The HOLC assessments directly affected property owners’ access to credit and depressed home values in low-rated neighborhoods. Before long, well-to-do people of any race who lived in D neighborhoods left. Poorer ones stayed, concentrating poverty in specific areas. In ensuing decades, policy-makers picked these exact neighborhoods for public housing redevelopment. Today, residents in these neighborhoods face the full gamut of trauma-causing structural problems that plague the urban poor in America: limited access to education, transportation, jobs, healthy food at market prices, and other basic components of comfort, security and dignity.

Another aspect of historic trauma addressed in the THH training is the role of “legacy,” or beliefs and biases in perpetuating trauma rooted in the past. In the case of the HOLC neighborhood assessments in Richmond, an example of this legacy would be modern-day explanations for the poverty that persists in the neighborhoods assigned a “D” rating decades earlier: laziness, irresponsibility, self-destructive choices, and residents’ other personal shortcomings. Using the THH approach, these explanations are seen to be focused on the symptoms of a social illness – a modern injustice – that began with a past harm inflicted by racist policies.

“Even if we are ‘past’ it in terms of policy, we’re not past it in terms of attitudes that people have passed on,” says White.

Identifying, understanding and changing the persisting legacy of trauma-causing events in the past is “the heart of transforming historical harms’ work,” says Hooker, who has been affiliated with CJP for a decade and regularly teaches at the Summer Peacebuilding Institute. “Everything else is form and function behind that.”

The THH manual by Hooker and Czajkowski was originally prepared for Coming to the Table, a program developed at EMU that adapted the STAR model to address the specific historical trauma of slavery in America. (Czajkowski now works with the Women’s Peacebuilding Leadership Program at EMU.) The two undertook the project as it became clear that the historic trauma-healing framework developed at Coming to the Table had wide applicability to other historic traumas in other settings. 1

At the April workshop, Hooker encouraged each individual participant to imagine specific steps to begin healing the ongoing traumas connected to their lives.

In Richmond, White and her organization have begun to address the legacy of the HOLC neighborhood assessments by creating a PowerPoint presentation to publicize resources available to address specific problems – e.g., access to transportation – that persist today.

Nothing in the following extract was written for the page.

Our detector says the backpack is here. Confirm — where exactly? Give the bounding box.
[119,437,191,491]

The April training at EMU, attended by nearly a dozen people with varying professional and personal interests in the subject, was one of the first official THH trainings offered through the STAR program. Hooker has also been using the methodology for the past three years in Greensboro, North Carolina, where he is part of an effort to address the city’s history of racism.

Karen B. Froming, assistant clinical professor in psychiatry at the University of California in San Francisco, wrote in a follow-up email to Hooker and Barge, “I have found the material to be haunting me as I think about all the ways in which historical harms operate in our lives. While I may do work in Rwanda, it is quite apparent how much work we have to do in this country.”

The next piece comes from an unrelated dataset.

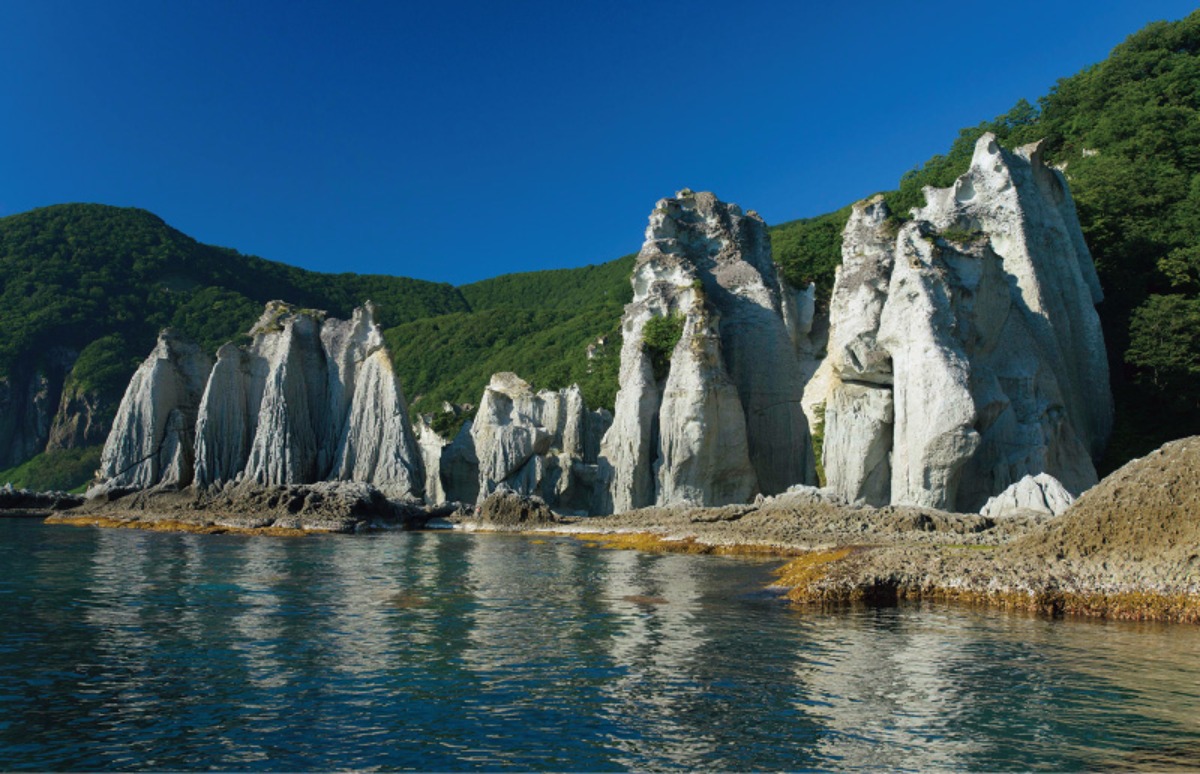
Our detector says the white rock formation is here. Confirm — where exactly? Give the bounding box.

Several participants said the opportunity to spend two days with other people who share an interest in the understanding and healing of historical trauma provided encouragement.

“It feels good to know you’re not alone doing this stuff,” says Iris de León-Hartshorn, director for transformative peacemaking of Mennonite Church USA. De León-Hartshorn is involved in addressing historical traumas related to boarding and mission schools – including several run by the Mennonite church – where Native American children were sent for assimilation into white American culture.

1. Coming to the Table continues its work confronting the legacy of slavery as an “associate organization” to EMU’s Center for Justice and Peacebuilding, while the STAR program has begun periodically offering the more general Transforming Historic Harms training.